I am not sure on what should be the quick way of approach to solve these kind of questions. As we grow, we can think of other possible ways to solve the same problem. Many genius can solve the algebra questions orally. I am not sure how can they solve. But, If I need to solve the equations then certainly I can't solve it orally. Am I correct on it? Does somebody has a more quicker way to solve the question below - using arithmetic or other concept to solve this question orally?
Problem - Given that sum of Abi and Iris age is 42 years. 11 years ago, Abi was three times as old as Iris. how old Abi will be in 2 years?

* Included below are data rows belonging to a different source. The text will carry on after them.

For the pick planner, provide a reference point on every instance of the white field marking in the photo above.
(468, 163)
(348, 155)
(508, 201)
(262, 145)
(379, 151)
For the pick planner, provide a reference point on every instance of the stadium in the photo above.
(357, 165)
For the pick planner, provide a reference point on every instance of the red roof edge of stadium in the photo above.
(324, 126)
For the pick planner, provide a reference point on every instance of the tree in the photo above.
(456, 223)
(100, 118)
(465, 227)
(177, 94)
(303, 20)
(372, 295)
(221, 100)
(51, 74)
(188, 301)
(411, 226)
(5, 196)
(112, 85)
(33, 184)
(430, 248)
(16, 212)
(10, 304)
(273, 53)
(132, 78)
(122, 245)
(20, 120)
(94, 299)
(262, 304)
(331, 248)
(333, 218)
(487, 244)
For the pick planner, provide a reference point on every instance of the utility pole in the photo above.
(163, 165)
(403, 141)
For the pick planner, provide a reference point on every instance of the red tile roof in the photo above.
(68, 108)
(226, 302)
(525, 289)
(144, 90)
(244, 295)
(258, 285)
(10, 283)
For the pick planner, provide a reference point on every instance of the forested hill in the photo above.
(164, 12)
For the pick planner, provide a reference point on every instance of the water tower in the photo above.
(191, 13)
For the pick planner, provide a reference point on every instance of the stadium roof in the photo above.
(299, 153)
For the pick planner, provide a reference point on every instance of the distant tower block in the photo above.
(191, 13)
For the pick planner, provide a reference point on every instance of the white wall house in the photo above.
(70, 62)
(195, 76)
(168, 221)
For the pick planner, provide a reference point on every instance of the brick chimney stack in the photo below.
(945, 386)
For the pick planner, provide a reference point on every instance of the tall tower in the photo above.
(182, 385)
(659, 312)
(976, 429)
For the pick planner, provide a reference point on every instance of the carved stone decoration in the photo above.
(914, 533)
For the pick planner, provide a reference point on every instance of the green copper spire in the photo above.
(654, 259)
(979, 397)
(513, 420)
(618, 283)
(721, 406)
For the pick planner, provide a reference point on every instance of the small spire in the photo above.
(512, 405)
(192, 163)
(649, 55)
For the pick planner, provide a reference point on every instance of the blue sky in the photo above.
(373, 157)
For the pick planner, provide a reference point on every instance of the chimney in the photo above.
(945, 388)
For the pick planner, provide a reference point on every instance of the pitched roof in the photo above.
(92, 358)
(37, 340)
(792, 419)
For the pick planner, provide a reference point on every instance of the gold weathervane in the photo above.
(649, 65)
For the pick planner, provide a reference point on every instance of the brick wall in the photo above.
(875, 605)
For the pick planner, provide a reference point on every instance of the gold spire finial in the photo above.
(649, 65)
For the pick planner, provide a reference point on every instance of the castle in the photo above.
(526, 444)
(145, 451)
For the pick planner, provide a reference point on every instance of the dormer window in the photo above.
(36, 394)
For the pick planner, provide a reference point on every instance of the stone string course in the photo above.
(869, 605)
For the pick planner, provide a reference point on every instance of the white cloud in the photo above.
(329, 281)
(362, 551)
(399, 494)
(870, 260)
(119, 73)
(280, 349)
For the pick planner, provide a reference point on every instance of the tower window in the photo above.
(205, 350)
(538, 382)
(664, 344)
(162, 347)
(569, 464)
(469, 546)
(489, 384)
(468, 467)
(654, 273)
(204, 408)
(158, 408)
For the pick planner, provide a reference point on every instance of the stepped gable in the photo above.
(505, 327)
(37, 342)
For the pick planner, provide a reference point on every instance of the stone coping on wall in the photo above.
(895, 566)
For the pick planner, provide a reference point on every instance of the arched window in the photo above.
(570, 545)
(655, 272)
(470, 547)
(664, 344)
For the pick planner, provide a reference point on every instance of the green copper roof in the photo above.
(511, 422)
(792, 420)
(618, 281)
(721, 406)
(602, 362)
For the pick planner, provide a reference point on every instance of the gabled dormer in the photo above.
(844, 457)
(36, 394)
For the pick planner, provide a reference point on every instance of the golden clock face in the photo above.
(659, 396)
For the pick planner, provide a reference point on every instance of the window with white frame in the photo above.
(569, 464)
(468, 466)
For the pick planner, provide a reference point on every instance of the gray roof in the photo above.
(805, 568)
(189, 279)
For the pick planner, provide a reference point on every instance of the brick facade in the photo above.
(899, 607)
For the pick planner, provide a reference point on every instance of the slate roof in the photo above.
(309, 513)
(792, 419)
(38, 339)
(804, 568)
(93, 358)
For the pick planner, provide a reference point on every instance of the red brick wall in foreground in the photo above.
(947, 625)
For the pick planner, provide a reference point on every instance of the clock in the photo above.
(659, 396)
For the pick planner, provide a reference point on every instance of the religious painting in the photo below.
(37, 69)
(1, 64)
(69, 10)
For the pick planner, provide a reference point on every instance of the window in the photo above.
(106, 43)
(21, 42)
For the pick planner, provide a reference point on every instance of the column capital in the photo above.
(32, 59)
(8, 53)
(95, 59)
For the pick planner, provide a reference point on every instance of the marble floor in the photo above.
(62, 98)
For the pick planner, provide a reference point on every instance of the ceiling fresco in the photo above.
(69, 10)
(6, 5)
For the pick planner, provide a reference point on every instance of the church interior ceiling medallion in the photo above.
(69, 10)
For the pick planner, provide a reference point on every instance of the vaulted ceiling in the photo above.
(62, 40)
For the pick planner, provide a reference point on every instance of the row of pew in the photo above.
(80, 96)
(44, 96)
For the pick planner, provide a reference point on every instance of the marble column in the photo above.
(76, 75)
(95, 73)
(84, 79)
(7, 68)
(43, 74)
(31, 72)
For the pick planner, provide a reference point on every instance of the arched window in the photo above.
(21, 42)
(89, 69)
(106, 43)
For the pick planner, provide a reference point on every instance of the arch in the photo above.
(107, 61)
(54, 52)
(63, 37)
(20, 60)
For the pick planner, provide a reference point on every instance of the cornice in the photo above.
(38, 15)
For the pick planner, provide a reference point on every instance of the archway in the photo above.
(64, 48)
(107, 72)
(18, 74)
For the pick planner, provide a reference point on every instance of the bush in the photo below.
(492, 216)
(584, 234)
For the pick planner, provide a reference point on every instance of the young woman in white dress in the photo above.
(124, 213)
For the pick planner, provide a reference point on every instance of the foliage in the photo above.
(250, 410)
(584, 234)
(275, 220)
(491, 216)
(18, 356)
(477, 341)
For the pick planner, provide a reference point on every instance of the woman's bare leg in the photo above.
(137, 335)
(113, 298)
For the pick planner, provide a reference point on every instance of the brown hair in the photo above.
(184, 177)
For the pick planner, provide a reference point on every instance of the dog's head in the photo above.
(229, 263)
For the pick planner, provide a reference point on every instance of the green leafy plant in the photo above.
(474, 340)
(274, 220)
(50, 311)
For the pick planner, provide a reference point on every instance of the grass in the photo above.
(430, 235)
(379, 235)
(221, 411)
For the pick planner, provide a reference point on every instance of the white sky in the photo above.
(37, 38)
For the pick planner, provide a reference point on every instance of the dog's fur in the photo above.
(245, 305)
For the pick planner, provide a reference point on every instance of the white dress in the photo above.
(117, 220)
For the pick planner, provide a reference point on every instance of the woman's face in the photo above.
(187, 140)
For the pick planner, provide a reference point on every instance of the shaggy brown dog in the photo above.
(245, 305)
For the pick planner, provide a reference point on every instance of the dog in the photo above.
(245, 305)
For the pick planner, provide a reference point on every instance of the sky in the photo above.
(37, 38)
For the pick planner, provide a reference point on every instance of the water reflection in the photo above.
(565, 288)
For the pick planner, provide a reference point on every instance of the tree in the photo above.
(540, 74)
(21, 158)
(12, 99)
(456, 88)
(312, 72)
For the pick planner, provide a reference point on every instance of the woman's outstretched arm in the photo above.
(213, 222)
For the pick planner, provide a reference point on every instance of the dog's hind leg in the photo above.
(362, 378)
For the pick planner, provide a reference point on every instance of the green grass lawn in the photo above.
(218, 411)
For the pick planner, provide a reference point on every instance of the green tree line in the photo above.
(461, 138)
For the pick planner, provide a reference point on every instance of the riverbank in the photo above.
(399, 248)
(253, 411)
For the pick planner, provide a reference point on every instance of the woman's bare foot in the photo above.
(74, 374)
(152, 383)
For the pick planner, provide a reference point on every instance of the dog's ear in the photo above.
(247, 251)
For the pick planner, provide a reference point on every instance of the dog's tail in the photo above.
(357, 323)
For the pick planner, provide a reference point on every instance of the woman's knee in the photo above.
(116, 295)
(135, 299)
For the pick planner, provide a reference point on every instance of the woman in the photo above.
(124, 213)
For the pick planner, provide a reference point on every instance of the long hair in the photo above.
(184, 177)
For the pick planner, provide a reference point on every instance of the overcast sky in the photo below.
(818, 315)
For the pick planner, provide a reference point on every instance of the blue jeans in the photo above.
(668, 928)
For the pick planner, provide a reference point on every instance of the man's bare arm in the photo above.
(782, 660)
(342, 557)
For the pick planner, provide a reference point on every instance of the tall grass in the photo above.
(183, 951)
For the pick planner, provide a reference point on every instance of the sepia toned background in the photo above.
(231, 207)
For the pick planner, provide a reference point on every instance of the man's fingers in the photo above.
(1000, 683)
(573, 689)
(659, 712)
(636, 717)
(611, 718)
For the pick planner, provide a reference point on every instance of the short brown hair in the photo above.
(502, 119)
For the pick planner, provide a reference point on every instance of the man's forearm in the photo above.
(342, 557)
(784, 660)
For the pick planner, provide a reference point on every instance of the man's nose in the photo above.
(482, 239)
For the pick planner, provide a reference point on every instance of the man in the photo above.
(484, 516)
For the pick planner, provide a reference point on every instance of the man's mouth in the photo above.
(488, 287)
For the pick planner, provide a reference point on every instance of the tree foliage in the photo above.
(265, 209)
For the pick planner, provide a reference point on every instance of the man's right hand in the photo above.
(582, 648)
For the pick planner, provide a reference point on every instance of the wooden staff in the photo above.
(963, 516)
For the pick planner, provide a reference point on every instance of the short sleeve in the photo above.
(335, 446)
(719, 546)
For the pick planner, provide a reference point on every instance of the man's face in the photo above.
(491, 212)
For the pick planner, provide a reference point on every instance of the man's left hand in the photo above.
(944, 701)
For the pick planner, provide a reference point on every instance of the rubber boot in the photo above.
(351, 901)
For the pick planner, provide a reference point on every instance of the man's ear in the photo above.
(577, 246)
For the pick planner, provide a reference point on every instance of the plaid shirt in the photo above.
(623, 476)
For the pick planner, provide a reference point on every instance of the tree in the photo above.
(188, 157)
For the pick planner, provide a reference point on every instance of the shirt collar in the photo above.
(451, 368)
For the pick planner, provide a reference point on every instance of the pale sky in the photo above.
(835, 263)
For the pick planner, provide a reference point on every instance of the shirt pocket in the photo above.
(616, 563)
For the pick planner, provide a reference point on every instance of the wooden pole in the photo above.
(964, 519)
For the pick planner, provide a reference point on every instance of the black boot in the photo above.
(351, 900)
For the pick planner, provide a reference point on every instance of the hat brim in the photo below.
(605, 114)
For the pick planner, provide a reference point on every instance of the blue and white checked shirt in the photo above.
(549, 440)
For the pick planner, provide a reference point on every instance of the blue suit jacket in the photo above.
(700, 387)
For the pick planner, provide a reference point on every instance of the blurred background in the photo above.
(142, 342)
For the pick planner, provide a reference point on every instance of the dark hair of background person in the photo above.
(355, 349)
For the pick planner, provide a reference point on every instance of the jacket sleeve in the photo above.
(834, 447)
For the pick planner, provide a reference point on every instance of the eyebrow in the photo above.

This is my approach -- Please tell me how you would have solved such questions.
Also, how much time will you take to solve this type of question.
make two equations - considering the present age always -
a + i = 42
a-11 = 3 ( i - 11)
Now, solve for them -
a = 26 and i = 16.
The answer is a +2 i.e. 28 years.
Solving problems such as these (and far more complicated than this, too) without algebra is encouraged in the Singapore system. Before I started teaching my son, I would've immediately reached for algebra, but now simple arithmetic and model drawing are my weapons of choice.
$11$ years ago, the sum of their ages would've been $42-2 \times 11 = 42 - 22 = 20$.
Since Ari was $3$ times as old as Iris, think of the sum of their ages as $3+1 = 4$ parts. $4$ parts $= 20$ so $1$ part = $5$ years.
Therefore Iris was $5$ and Ari was $3 \times 5 = 15$ then, making Ari's present age $15 + 11 = 26$ and her age in $2$ years hence $26+2 = 28$ years.